Au cinquième acte, c’est la nuit, le feu d’artifice final de ce long-métrage magistral dont je ressors tremblant d’enthousiasme. On discute un peu timidement avec l’artiste puis on repart rejoindre notre territoire du Villard, une fois de plus agrandi par la force de l’art. Deux jours après, lorsque j’écris ces lignes en essayant de me remémorer les sensations procurées par la musique et ce film qui semble à présent un rêve en partie effacé, une part de moi est encore embarquée dans ce train de 1927, en route pour Berlin, une autre suit la ligne jaune tendue par mon chien blanc sur mon sentier quotidien.

Vivre en permanence dans ce vertige de la ville si bien exprimé par le film, ce serait pour moi comme vivre avec la tête à l’envers, cochon pendu, je deviendrais probablement maboul, j’ai trop besoin de solitude et de silence ; mais sans l’art qui l’agrandi (ou rappelle sa grandeur), mon territoire paisible deviendrait, non pas une cellule de moine en laquelle on s’isole et l’on se replie pour mieux se déployer, mais une cage dorée. Le seul bonheur auquel je pourrais prétendre serait celui de mon chien, infiniment respectable pour un chien, mais de bas étage pour un humain.
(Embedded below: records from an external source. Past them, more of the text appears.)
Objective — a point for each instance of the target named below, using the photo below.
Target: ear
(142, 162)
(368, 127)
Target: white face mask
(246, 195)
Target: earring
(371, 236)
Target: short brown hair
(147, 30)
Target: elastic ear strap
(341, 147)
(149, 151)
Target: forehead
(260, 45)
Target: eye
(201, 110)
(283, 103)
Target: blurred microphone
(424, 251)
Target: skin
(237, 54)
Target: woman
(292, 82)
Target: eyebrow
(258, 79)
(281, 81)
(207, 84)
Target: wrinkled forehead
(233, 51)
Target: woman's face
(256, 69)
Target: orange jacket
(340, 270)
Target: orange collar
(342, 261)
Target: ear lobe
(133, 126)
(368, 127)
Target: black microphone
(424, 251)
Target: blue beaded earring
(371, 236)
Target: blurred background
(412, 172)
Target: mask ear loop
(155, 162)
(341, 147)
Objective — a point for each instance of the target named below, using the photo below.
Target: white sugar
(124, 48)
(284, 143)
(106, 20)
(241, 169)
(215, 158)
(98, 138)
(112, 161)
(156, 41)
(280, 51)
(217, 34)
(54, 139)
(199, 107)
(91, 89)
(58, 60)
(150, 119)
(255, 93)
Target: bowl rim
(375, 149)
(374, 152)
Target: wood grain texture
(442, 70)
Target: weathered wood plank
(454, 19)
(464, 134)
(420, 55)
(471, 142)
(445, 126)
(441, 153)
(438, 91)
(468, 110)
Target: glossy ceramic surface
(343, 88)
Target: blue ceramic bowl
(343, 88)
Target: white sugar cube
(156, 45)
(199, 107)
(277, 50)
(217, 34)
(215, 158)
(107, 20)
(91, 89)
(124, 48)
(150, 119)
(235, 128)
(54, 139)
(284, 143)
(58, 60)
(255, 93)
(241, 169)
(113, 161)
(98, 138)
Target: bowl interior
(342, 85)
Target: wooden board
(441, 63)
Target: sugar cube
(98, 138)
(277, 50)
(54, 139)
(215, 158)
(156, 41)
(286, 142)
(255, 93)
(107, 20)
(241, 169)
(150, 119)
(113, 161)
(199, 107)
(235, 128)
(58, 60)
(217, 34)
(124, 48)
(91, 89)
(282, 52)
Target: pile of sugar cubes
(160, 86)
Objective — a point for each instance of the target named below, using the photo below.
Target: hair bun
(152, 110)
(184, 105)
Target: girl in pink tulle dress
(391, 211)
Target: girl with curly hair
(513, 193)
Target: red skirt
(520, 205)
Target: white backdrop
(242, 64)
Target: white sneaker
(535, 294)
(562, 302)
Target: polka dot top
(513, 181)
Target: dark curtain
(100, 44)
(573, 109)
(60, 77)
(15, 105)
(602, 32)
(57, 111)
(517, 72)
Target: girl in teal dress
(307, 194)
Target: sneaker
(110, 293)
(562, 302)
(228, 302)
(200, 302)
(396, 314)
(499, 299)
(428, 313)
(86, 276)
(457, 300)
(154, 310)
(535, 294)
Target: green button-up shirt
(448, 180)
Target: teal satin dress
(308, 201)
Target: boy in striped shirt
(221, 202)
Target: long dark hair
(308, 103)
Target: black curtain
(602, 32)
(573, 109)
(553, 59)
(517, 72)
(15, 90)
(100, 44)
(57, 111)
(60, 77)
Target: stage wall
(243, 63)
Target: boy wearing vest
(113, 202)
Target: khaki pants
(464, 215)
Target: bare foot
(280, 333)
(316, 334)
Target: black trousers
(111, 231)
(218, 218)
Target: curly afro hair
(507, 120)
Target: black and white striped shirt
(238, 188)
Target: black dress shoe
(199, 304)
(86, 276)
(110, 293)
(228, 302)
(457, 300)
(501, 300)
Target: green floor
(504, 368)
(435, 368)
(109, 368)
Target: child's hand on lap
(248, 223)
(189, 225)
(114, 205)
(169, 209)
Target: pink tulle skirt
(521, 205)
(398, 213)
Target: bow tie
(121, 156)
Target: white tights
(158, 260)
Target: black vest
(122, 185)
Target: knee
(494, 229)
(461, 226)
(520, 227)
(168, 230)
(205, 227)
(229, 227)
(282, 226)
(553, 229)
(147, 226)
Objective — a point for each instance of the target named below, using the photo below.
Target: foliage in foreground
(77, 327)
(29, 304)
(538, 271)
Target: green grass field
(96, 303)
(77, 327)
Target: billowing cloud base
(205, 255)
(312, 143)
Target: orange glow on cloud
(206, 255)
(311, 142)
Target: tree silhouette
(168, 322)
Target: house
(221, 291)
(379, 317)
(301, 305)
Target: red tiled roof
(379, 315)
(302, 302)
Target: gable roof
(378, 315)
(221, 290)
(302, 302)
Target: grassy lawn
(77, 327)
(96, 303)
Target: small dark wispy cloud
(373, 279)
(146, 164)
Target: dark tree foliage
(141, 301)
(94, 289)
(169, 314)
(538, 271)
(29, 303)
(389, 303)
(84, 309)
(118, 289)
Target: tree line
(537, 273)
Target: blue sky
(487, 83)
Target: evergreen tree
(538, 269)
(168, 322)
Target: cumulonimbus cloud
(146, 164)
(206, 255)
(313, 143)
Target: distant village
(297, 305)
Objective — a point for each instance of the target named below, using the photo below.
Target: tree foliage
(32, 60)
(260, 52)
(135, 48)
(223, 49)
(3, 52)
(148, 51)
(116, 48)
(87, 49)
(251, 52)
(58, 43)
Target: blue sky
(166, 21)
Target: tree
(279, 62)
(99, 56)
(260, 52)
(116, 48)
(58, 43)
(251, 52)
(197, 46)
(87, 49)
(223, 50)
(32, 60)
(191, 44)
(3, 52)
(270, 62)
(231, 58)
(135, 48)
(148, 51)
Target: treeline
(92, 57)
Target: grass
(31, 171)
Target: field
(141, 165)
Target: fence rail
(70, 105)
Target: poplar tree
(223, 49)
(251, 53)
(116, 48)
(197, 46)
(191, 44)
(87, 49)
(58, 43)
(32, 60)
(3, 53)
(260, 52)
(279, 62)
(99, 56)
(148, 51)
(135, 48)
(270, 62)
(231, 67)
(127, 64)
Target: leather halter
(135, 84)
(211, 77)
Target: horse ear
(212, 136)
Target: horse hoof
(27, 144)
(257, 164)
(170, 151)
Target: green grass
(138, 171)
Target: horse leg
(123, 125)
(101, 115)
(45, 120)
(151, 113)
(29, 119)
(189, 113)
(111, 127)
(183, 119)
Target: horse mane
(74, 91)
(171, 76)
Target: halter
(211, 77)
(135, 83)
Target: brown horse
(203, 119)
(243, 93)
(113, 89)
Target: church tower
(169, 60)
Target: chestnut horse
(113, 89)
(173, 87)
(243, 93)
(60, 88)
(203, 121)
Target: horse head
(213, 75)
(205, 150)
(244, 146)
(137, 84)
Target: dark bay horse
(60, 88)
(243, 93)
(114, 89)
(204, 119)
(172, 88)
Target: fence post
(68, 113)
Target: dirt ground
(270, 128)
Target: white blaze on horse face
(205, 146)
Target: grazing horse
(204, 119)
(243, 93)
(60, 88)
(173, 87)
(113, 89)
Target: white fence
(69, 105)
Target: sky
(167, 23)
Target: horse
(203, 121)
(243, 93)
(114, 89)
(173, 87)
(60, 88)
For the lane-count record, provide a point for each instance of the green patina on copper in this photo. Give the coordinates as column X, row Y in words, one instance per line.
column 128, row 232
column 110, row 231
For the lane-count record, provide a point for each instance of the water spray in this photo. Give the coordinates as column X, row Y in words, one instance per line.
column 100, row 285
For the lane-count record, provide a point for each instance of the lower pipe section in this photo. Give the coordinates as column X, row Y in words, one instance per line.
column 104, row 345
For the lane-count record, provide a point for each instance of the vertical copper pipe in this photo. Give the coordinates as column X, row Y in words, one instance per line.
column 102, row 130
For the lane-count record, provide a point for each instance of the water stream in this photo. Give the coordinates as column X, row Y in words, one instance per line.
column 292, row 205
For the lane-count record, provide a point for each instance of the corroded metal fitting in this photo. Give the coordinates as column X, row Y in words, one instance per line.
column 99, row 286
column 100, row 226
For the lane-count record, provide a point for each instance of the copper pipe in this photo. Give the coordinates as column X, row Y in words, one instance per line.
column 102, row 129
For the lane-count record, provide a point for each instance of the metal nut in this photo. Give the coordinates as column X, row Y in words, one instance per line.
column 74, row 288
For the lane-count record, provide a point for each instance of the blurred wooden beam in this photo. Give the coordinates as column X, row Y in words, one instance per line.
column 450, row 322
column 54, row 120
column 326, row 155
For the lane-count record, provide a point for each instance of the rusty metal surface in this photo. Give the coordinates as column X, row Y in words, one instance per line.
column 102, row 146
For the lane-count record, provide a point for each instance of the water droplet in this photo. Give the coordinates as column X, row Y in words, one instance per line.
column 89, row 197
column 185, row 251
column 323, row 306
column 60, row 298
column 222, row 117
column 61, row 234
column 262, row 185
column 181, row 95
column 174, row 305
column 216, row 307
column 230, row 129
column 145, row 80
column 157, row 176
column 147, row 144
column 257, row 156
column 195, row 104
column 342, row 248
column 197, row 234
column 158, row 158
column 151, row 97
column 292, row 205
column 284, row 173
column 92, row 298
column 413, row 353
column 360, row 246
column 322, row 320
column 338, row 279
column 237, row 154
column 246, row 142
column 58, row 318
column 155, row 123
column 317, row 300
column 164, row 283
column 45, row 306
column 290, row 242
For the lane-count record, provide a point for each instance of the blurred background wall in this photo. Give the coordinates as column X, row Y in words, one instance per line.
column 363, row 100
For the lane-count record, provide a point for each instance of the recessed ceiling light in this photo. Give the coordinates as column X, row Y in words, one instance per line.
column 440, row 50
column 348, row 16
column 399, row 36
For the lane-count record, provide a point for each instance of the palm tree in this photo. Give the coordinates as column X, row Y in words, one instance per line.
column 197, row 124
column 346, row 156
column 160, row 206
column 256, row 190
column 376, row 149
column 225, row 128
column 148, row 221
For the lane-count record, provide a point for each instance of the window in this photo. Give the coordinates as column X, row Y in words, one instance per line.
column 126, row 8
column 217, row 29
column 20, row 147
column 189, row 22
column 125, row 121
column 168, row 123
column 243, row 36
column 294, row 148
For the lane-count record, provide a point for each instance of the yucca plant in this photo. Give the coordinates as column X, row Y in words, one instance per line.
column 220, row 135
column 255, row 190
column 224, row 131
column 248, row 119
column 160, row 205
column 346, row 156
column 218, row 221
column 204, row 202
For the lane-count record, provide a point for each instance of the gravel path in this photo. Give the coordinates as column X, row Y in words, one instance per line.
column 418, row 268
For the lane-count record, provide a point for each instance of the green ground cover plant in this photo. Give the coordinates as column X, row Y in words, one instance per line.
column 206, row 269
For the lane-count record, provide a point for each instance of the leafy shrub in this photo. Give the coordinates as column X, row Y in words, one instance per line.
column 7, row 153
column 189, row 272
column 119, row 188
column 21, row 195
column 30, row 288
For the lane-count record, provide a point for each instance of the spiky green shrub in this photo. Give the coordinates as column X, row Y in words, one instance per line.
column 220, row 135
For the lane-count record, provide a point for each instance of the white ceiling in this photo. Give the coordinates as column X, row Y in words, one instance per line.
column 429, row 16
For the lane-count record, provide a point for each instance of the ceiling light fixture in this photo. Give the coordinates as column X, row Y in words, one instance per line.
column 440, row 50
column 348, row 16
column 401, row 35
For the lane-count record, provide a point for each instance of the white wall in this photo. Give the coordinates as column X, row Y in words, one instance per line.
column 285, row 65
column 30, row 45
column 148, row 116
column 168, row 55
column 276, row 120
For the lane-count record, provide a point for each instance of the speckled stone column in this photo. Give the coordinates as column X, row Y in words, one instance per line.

Parfois le savoir rend malheureux à cause de toute la souffrance qu’on préférerait ignorer, de toutes les incertitudes qu’il apporte, disait Léo ; mais le savoir et l’art aussi nous offrent les moyens de poursuivre ce rêve nomade qui continue à nous hanter, troublés que nous sommes par la conscience du passé lancinant, du futur inquiétant, mais avançant quand même en toute conscience jusqu’au vertige.